Faşist Türk devletinin barbarlıkları ve ikiyüzlülüğü her gün yeniden ve yeniden ortaya çıkıyor.
Bosna-Hersek’te bir savaş yöntemi olarak kadınlara uygulanan tecavüz sözkonusu olduğunda elindeki tüm imkânlarla çığırtkanlık yapan, kadınları koruma pozlarına bürünen faşist Türk devletinin bu konuda bizzat kendi sicilinin kabarık olduğu artık gün gibi ortadadır.
Faşist Türk devletinin erkek egemen faşist ideolojiye sarılanlardan hiç de geri kalan yanı yoktur. Faşist Türk devleti de Kuzey Kürdistan’da Kürt ulusuna karşı yürüttüğü savaşta kadınlara yönelik cinsel taciz ve tecavüzü bir savaş yöntemi olarak uygulayagelmiştir. Kadınlara yönelik taciz ve tecavüzün tek tek asker-polis ve korucuların “taşkınlıkları” değil, devletin sistemli terör politikasının ürünü olduğu son olarak Şükran Esen davasında kanıtlanmaktadır.
Mardinli Şükran Esen faşist Türk ordusunun askerleri tarafından ilk kez tecavüze uğradığında henüz 21 yaşındaymış. 1993 Kasım’ında Mardin’in Derik İlçesi’ne bağlı Çayköyü’nde Jandarma Karakolu’nda Jandarmalar tarafından gözaltına alınmış ve 7 günlük gözaltı boyunca sopa ve elle olmak üzere 2 kez tecavüze uğramış. 1994 yılında yeniden iki defa gözaltına alınmış ve her seferinde yine subay ve askerlerin ağır işkence, taciz ve tecavüzlerine maruz kalmış.

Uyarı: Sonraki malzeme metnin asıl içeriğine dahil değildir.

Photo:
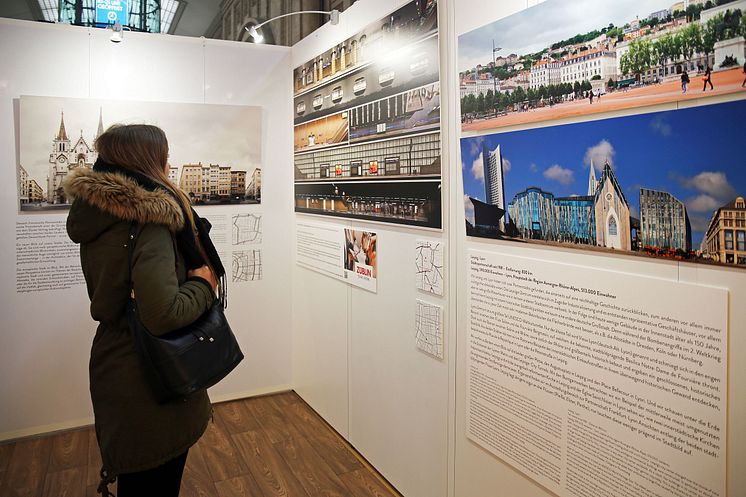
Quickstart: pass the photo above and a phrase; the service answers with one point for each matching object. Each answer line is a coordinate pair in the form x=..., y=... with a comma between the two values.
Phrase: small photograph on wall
x=360, y=258
x=666, y=184
x=367, y=123
x=569, y=58
x=214, y=150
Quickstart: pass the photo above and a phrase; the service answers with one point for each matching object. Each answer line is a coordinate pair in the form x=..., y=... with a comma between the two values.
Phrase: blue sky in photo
x=536, y=28
x=695, y=154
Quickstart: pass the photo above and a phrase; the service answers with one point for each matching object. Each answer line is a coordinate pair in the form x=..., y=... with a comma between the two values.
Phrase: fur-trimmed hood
x=109, y=197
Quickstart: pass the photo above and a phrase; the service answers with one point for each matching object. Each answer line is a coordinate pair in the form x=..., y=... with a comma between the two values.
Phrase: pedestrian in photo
x=707, y=78
x=684, y=81
x=174, y=273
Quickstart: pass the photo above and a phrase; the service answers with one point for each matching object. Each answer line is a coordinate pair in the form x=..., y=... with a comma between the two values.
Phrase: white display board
x=592, y=384
x=45, y=370
x=347, y=254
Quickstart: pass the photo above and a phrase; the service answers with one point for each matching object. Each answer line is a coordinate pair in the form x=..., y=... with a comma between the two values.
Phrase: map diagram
x=247, y=266
x=429, y=325
x=429, y=266
x=247, y=228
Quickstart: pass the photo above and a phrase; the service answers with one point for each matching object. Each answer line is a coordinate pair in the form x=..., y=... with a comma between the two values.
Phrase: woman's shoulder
x=123, y=198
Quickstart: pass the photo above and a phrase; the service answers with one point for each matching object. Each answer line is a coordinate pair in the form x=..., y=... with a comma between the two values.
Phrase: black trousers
x=163, y=481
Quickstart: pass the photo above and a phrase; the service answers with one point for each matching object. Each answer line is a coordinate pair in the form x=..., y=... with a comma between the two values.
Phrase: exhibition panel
x=212, y=118
x=397, y=348
x=582, y=119
x=523, y=278
x=379, y=83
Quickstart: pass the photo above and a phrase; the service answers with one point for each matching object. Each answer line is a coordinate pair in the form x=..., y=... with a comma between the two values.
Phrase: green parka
x=134, y=431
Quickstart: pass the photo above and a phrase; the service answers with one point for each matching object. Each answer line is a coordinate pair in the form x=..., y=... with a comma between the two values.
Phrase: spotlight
x=257, y=35
x=117, y=32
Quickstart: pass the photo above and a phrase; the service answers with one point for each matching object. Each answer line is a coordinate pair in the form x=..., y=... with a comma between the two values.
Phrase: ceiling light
x=256, y=35
x=117, y=33
x=259, y=38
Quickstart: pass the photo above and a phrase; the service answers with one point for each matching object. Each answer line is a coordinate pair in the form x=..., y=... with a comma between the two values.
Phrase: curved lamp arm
x=258, y=38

Serbest bırakıldıktan sonra hastaneye kaldırılan ve uzun süre tedavi gören Şükran Esen, kendisine uygulanan tecavüz hakkında ne annesine ne de doktorlara konuşmuş. Bir taraftan kendisine verilen gözdağı ve diğer taraftan da kendilerine yapılanlardan dolayı duyduğu utançla bu vahşi işkenceyi gizlemiş ve unutmaya çalışmış. Unutulabilir mi? Unutamamış tabii ki… Kendisine ve ailesine yapılan baskılardan kaçarak 1997’de Almanya’ya gittiğinde psikolojik tedavi de görmüş… Ve sonunda patlak vermiş; ailesinin dahi bilmediği tecavüz olayını Eren Keskin’in Almanya’nın Bochum kentinde yaptığı bir toplantıda “Ben artık dayanamayacağım”… diyerek anlatmaya başlamış. Şükran Esen, bu olaydan sonra cesaret bulmuş ve kendisine yapılanları sineye çekme yerine, hesap sorma yönünde adım atmış. 1998’de Cinsel Taciz ve Tecavüze Karşı Hukuki Yardım Projesine başvurarak faşist Türk devletinin Mardin’e bağlı Jandarma Karakollarında görevli 341’i er ve 64’ü rütbeli olmak üzere toplam 405 asker hakkında dava açmış. 1998 yılında açılan dava 1999 yılında “takipsizlik kararı” ile kapatılmaya çalışılmış. Şükran Esen’in ve Gözaltında Tecavüze Karşı Hukuki Yardım Projesi avukatlarının yılmadan davanın peşini sürdürmesi sonucu 4 yıl sonra 10 Ekim 2003’te ilk duruşma gündeme geldi. Tahmin edildiği gibi faşist Türk devletinin mahkemeleri, davayı düşürmek için ellerinden geleni yapmaya çalışıyorlar. Örneğin, Ş. Esen’in avukatına verilen vekaletin Almanya’dan yapılmış olmasını gerekçe gösterip duruşmayı erteliyorlar. Başka türlüsü de zaten beklenemezdi!! Bu olayda gayet açık olarak suçlu faşist Türk devletinin kendisidir ve bu devletten kendi eliyle uyguladığı cinsel terörün hesabını sorması tabii ki beklenemez. Buna rağmen, Ş. Esen’in ve onu destekleyen projenin suçlulardan hesap sorulması için açtığı dava faşist Türk devletinin teşhiri açısından önemlidir. Salt bu da değil. Gülbahar Gündüz, Şükran Esen ve onlar gibi susmayan, konuşan kadınlar devletin cinsel terörüne karşı mücadelede çok önemli bir rol oynamaktadırlar. Her alanda olduğu gibi, bu alanda da geçerli olan şudur: Sineye çekmek ve susmak tecavüzcülerin işine yaramaktadır.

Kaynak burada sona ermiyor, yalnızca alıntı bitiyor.